I have been working with our internal Cybersecurity team around a false positive CVE being reported for EC2 instances on which I have installed the Octopus Tentacle.
This has brought to light the fact that the version of the Octopus Tentacle displayed in Windows Apps & Features is 1.0.0.0 regardless of the actual installed version.
The vulnerability scanner that my company is using is partially basing it’s false positive on the fact that it is pulling this version number from the registry (HKLM\SOFTWARE\Microsoft\Windows\CurrentVersion\Uninstall{D129CFF7-D3CA-4303-89D4-DC3B266F0B75}) and deciding that the installed version is seriously out of date.
The screenshot below shows that Tentacle 6.1.1304 is installed while Apps & Features reports 1.0.0.0.
While the false positive is not an issue for Octopus to resolve, it seems to me that it would be useful for this version discrepancy to be resolved anyway.

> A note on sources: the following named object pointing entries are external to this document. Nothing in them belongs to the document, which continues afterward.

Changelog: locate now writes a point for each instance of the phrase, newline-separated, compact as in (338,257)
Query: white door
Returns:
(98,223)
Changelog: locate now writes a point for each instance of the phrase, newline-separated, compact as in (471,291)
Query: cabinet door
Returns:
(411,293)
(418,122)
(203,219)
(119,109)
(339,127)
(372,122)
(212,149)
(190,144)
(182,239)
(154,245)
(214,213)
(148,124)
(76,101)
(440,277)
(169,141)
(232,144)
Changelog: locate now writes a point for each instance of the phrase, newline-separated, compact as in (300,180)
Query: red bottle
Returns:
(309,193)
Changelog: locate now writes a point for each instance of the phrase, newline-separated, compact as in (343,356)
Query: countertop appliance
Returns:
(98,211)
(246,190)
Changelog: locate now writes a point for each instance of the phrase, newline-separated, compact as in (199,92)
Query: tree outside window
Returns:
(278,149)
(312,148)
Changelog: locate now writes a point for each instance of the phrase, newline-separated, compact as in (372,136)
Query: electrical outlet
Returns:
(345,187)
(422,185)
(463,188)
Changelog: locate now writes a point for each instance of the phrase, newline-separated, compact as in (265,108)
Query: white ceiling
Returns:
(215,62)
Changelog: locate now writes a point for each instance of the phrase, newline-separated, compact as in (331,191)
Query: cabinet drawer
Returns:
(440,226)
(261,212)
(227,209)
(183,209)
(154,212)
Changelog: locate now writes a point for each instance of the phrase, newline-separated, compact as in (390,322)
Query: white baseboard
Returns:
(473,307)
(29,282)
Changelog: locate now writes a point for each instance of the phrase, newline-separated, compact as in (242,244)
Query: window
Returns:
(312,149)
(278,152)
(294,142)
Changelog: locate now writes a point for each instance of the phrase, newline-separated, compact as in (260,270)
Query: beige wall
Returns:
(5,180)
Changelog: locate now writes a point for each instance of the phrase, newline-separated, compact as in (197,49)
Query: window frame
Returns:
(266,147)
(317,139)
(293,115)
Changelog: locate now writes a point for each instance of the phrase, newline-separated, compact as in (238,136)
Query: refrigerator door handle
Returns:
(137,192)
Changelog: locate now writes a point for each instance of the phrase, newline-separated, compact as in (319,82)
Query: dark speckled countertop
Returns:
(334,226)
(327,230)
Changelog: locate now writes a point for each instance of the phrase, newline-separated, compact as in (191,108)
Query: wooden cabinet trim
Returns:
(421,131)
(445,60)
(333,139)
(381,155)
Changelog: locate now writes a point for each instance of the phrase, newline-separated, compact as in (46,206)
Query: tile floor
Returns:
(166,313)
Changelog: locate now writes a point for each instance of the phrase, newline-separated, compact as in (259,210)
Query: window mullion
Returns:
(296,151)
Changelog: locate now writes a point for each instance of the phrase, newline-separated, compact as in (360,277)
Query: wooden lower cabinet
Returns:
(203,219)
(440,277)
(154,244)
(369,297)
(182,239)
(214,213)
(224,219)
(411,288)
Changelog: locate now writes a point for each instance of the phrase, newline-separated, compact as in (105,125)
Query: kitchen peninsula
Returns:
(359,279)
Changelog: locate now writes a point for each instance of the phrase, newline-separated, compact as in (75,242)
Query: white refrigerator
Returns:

Thanks for posting your question to the Octopus community forum!
It looks like you’re probably running into a known issue with your version of tentacle here: Issue 7298
We’ve fixed this in Tentacle versions 6.1.1320+, and you’re likely on the version of tentacle that shipped with your Octopus server (6.1.1304), so a quick fix here would be to upgrade your tentacle to a later version.
If you’d like to upgrade your tentacle, I would recommend testing this against a Target you have local access to before trying this across multiple at the same time. You can visit our Tentacle download page and either use an MSI, or we also show a convenient way to install via Chocolatey if you prefer:
choco install octopusdeploy.tentacle
Once the Tentacle upgrade has completed, you can confirm it was successful via a Health Check in the Octopus UI.
One note to help avoid confusion - you might wonder why the Octopus portal doesn’t show your tentacle as outdated when a new version is available for download, and this is simply due to the server checking if the tentacle version is at least the one released with your server version (6.1.1304 in your case). Anything at that version or above doesn’t get flagged as needing to be upgraded in the portal.
I hope that’s helpful, but let me know what you think!
Yes, I’ve got a custom Chocolatey package already for installing tentacles, so I’ll go ahead and update that with the latest version of the tentacle MSI, and push it out.